Elle rentre de Genève avec son frère Hannibal et son épouse Aline, enceinte de huit mois, dans ses bagages. Un couple qui vient de faire la Une des médias du monde entier. Mis en examen pour violence sur deux de leurs domestiques, les enfants terribles du régime, qui ont déjà défrayé la chronique en Italie et en France pour leurs frasques, ont été emprisonnés dans la ville du bout du lac du mardi 15 au mercredi 16 juillet.
Une cinquantaine d'heures de garde à vue qui ont provoqué une grave crise diplomatique entre Berne et Tripoli. Une crise dont sont victimes deux Suisses, bloqués en Libye depuis une année.
Et rien ne dit que les relations glaciales entre les deux pays vont se réchauffer prochainement, tant Kadhafi joue avec les nerfs des sept Sages, comme un vieux matou avec une souris apeurée. Ne vient-il pas de traiter la Suisse de « mafia mondiale » à démanteler et de « bailleur du terrorisme », en plein G8, au début du mois ? Et n'a-t-il pas récidivé quelques jours plus tard, lors du Sommet des non-alignés à Charm-el-Cheikh, en accusant les banques helvétiques de protéger la fortune d'Al-Qaeda ?
« Clown international »
Ineptie et rhétorique de bas étage, se défend-on à Berne comme pour dégonfler les attaques de ce « clown international ». « Ce qui ne correspond à rien et est infondé ne devrait pas être pris au sérieux », a même précisé dimanche la conseillère fédérale Micheline Calmy-Rey dans un entretien à la NZZ am Sonntag. Avant d'ajouter que « s'il s'agissait de trouver un règlement basé sur la raison, nous serions à quelques millimètres d'une solution ».
Rien de plus faux, rétorque une source gouvernementale de haut rang à Tripoli :
« Votre ministre a commis une grave erreur en ne prenant pas au sérieux les menaces de notre Guide. On ne le snobe pas. Déjà qu'il pense que votre président Merz le prend de haut et qu'il refuse de parler avec Micheline Calmy-Rey parce qu'elle n'est pas de son rang. »
Résultat concret de la mauvaise humeur du leader libyen : Baghdadi Mahmoudi, le Premier ministre libyen, a rechigné à recevoir Stefano Lazzarotto, le nouveau chargé d'affaires suisse qui vient de débarquer à Tripoli.
Des seigneurs
Mais revenons à ce jeudi 17 juillet 2008. Aicha Kadhafi hurle dans le palais de son père :
« Comment ces Suisses ont-ils osé s'en prendre à mon frère Hannibal et sa femme Aline et souiller le nom des Kadhafi ? Ce sont des racistes, lâche la Claudia Schiffer du désert qui préfère les jeans serrés et les blouses moulantes au voile intégral. La police de Genève a traité Hannibal et Aline comme des terroristes en les enfermant dans une prison pire qu'Abou Ghraib. »

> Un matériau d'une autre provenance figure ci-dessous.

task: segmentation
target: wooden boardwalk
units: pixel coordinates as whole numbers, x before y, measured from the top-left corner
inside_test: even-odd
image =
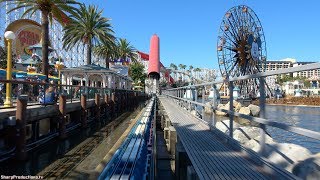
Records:
[[[244,153],[221,142],[207,125],[172,100],[164,96],[160,96],[159,100],[200,179],[295,179],[276,167],[272,167],[275,171],[267,173]]]

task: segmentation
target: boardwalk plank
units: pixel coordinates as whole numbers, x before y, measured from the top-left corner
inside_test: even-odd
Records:
[[[200,179],[267,178],[251,162],[214,137],[195,117],[166,98],[160,100]]]

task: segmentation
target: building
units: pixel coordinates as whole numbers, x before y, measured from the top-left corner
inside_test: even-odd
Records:
[[[315,62],[299,62],[296,59],[292,59],[292,58],[286,58],[283,60],[275,60],[275,61],[272,60],[272,61],[267,61],[266,71],[274,71],[274,70],[285,69],[290,67],[297,67],[297,66],[311,64],[311,63],[315,63]],[[293,77],[299,76],[299,77],[305,77],[305,78],[310,78],[312,76],[320,77],[320,69],[295,72],[289,75]]]

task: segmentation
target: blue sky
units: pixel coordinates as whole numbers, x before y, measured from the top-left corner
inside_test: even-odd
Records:
[[[319,0],[80,0],[111,18],[117,37],[148,53],[160,37],[160,57],[170,63],[218,68],[216,44],[224,14],[245,4],[258,15],[269,60],[320,61]]]

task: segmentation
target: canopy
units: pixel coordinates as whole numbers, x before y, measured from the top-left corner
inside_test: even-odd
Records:
[[[49,76],[49,79],[53,80],[53,81],[59,81],[60,80],[58,77],[55,77],[55,76]]]
[[[39,74],[39,73],[28,73],[27,76],[28,76],[29,78],[37,78],[37,79],[40,79],[40,80],[46,79],[46,76],[45,76],[45,75]]]

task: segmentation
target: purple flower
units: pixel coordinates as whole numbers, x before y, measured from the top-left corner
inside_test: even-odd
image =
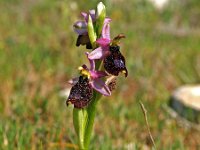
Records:
[[[105,31],[104,31],[105,32]],[[118,46],[119,40],[125,38],[123,34],[119,34],[113,40],[110,40],[108,36],[105,38],[100,38],[96,42],[100,47],[92,51],[88,57],[89,59],[103,59],[105,70],[114,76],[118,76],[120,72],[128,76],[128,71],[126,69],[125,58],[120,52],[120,47]]]
[[[88,53],[86,53],[88,56]],[[70,80],[70,84],[73,85],[71,88],[69,97],[67,99],[67,105],[70,103],[74,104],[75,108],[86,107],[92,99],[93,89],[103,94],[104,96],[110,96],[111,92],[109,87],[101,79],[107,76],[104,71],[95,70],[94,60],[90,60],[90,68],[86,65],[79,67],[80,77]]]
[[[78,34],[78,38],[76,41],[76,46],[80,45],[86,45],[87,49],[92,49],[92,44],[89,39],[88,35],[88,20],[89,16],[92,19],[92,23],[95,26],[97,18],[97,14],[95,13],[95,10],[90,10],[89,13],[82,12],[81,15],[84,18],[84,21],[77,21],[74,24],[74,31]],[[110,18],[105,18],[103,22],[103,29],[102,29],[102,37],[106,38],[110,36],[110,26],[109,23],[111,22]],[[96,29],[97,27],[95,27]],[[96,39],[95,39],[96,40]]]

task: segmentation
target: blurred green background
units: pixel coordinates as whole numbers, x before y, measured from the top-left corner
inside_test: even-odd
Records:
[[[200,149],[200,132],[163,109],[171,92],[200,82],[200,1],[103,1],[111,36],[124,33],[128,78],[100,101],[91,149],[151,149],[141,100],[158,149]],[[0,149],[70,149],[72,107],[61,91],[87,62],[72,25],[98,1],[0,1]],[[73,149],[73,148],[72,148]]]

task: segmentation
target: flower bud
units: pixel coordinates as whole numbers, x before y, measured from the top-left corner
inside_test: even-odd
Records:
[[[100,37],[100,35],[101,35],[105,17],[106,17],[106,7],[102,2],[100,2],[97,5],[97,15],[96,15],[96,18],[97,18],[96,31],[97,31],[98,37]]]

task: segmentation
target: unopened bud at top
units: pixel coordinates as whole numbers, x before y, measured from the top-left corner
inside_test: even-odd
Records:
[[[105,16],[106,15],[106,7],[105,5],[100,2],[98,5],[97,5],[97,17],[99,16]]]
[[[106,17],[106,7],[102,2],[100,2],[97,5],[97,14],[96,14],[96,18],[97,18],[96,27],[97,27],[98,37],[101,35],[105,17]]]

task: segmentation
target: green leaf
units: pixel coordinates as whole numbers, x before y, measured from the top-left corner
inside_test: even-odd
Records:
[[[78,142],[79,142],[79,148],[84,150],[85,149],[85,128],[87,124],[88,119],[88,113],[86,109],[77,109],[74,108],[73,110],[73,122],[74,122],[74,128],[78,135]]]
[[[85,128],[85,143],[84,143],[86,149],[88,149],[89,144],[90,144],[91,135],[93,132],[93,127],[94,127],[94,119],[96,116],[96,108],[97,108],[97,104],[100,98],[101,98],[101,94],[95,91],[93,99],[91,103],[89,104],[89,106],[87,107],[88,120],[87,120],[87,126]]]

Et le chouchou des huit enfants du « Guide » de réclamer une vengeance à la hauteur de l'humiliation, nous raconte un proche du clan qui a assisté à la scène. Aicha veut que les Suisses paient cher leur crime de lèse majesté.
Une réaction que comprend un homme d'affaires suisse qui a longtemps côtoyé les enfants Kadhafi :
« Ils se prennent pour des seigneurs du Moyen Age qui ont droit de vie ou de mort sur n'importe quel manant. »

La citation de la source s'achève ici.